Vers une presse 100 % digitale ?
En 2011, le président du New York Times, Arthur Sulzberger (alors PDG du groupe), assurait lors d’un e-G8 à Paris que « la presse papier ne va pas disparaître ». Presque dix ans plus tard, la presse n’a effectivement pas disparue mais elle est très mal en point. Durant le confinement, des éditeurs de journaux ont suspendu leur impression papier lorsqu’il ne l’ont pas supprimée. L’effondrement du chiffre d’affaires publicitaire, lequel finance le papier, a eu des conséquences immédiates sur les effectifs. « Alors que certaines publications font état d’une croissance des abonnements numériques, certains éditeurs affirment que les revenus publicitaires ont chuté de près de 50 % et que de nombreux journaux ont réduit ou cessé d’imprimer des copies physiques et mis à pied du personnel », relève Reuters Institute dans son « Digital News Report 2020 ».
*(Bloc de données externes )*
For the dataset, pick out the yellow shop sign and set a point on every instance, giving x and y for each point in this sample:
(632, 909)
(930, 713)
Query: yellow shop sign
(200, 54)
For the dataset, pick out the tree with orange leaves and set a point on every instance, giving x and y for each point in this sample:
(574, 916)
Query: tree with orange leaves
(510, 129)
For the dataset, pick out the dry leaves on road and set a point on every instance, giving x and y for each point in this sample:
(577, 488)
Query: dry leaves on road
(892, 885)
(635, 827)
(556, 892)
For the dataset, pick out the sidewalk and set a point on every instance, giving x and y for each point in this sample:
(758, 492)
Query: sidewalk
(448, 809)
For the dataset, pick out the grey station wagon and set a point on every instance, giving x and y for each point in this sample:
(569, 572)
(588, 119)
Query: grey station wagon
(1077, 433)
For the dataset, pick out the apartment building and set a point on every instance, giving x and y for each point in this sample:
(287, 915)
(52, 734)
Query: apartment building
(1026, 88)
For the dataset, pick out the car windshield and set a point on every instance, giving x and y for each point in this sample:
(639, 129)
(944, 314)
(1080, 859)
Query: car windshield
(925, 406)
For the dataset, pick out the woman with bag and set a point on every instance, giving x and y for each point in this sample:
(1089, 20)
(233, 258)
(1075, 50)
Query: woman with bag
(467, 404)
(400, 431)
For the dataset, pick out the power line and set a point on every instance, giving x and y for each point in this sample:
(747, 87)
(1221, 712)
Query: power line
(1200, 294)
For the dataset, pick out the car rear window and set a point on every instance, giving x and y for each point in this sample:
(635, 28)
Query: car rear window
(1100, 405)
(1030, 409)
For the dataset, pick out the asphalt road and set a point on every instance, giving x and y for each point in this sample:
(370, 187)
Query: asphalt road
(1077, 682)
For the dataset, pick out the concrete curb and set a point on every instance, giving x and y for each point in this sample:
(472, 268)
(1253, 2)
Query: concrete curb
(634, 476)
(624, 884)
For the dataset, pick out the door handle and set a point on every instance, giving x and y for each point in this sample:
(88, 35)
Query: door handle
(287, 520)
Suppression d’emplois et fermetures
En Australie, le groupe News Corporation de Rupert Murdoch a suspendu la production d’une soixantaine de journaux, tandis qu’au Royaume-Uni des analystes avertissaient que près d’un tiers des journalistes dans les médias pourraient perdre leur emploi en raison de la pandémie. « Tout cela met davantage l’accent sur les modèles de paiement en ligne des lecteurs – y compris l’abonnement, l’adhésion, les dons et les micro paiements – et sur la question de la confiance qui les sous-tend », poursuit Reuters Institute.
En Scandinavie, la perturbation causée par le covid-19 frappe plus durement les éditeurs d’informations locales, étant donné leur dépendance à l’égard de la publicité imprimée et numérique. Au Danemark, en Suède et dans d’autres pays, le gouvernement est intervenu pour accorder des subventions et des allégements à court terme au secteur. « Sans plus de soutien, d’autres fermetures et compressions semblent inévitables », prévient Reuters Institute. Aux Etats- Unis, le Poynter Institute for Media Studies – école de journalisme et organisme de recherche – fait état depuis le début de la crise de dizaines de journaux qui ont dû fermer ou ont été rachetés par d’autres éditeurs locaux. La presse américaine n’est pas au bout de ses peines en 2020, après avoir supprimé la moitié de ses emplois entre 2008 et 2019 si l’on en croit le Pew Research Center. Aux Philippines, le Press Institute (PPI) a indiqué que 10 de ses 70 journaux membres ont été contraints de fermer à cause de la pandémie. Au Royaume-Uni, le quotidien The Guardian prévoit 180 suppressions d’emplois, l’hebdomadaire The Economist moitié moins.
En France, La Marseillaise illustre les déboires de la presse face à la crise du secteur, accrue par le confinement : la société Les Fédérés qui édite ce quotidien régional a été placée en liquidation judiciaire le 13 juillet dernier. Son concurrent La Provence – dont Bernard Tapie est l’actionnaire majoritaire – a finalement renoncé mi-août à s’en emparer avec d’aide financière du fondateur de Free et milliardaire Xavier Niel via sa holding personnelle NJJ Presse. L’opposition à ce projet de rachat jugé hostile était telle que le duo Tapie- Niel a préféré jeter l’éponge. Lui aussi déjà déficitaire avant le covid-19, le quotidien Le Parisien – propriété avec Les Echos de Bernard Arnault (PDG de LVMH) – va devoir supprimer des emplois. Idem pour Paris-Normandie, quotidien régional repris par le groupe belge Rossel. Des vaisseaux-amiraux comme The New York Times ou Le Monde bénéficient de l’engouement pour leurs éditions numériques, au point de voir le centre de gravité de leur chiffre d’affaires pour le premier (5) ou de leur lectorat pour le second (6) basculer dans le digital. Le papier continue de se replier. Tandis que les relations se tendent entre les éditeurs et les GAFA, comme l’illustre aux Etats-Unis le courrier envoyé le 20 août (7) par la Digital Content Next (DCN) à Apple. @

Charles de Laubier

Le Monde : les abonnés numériques sont majoritaires

En fait. Le 8 juillet sur son site web et le 9 juillet dans son édition papier, Le Monde a fait état des résultats 2019 du groupe incluant « le quotidien de référence » mais aussi Courrier International, Le Monde Diplomatique et Télérama. Décidément, les abonnés numériques sauvent la presse. Le centre de gravité a basculé dans le digital.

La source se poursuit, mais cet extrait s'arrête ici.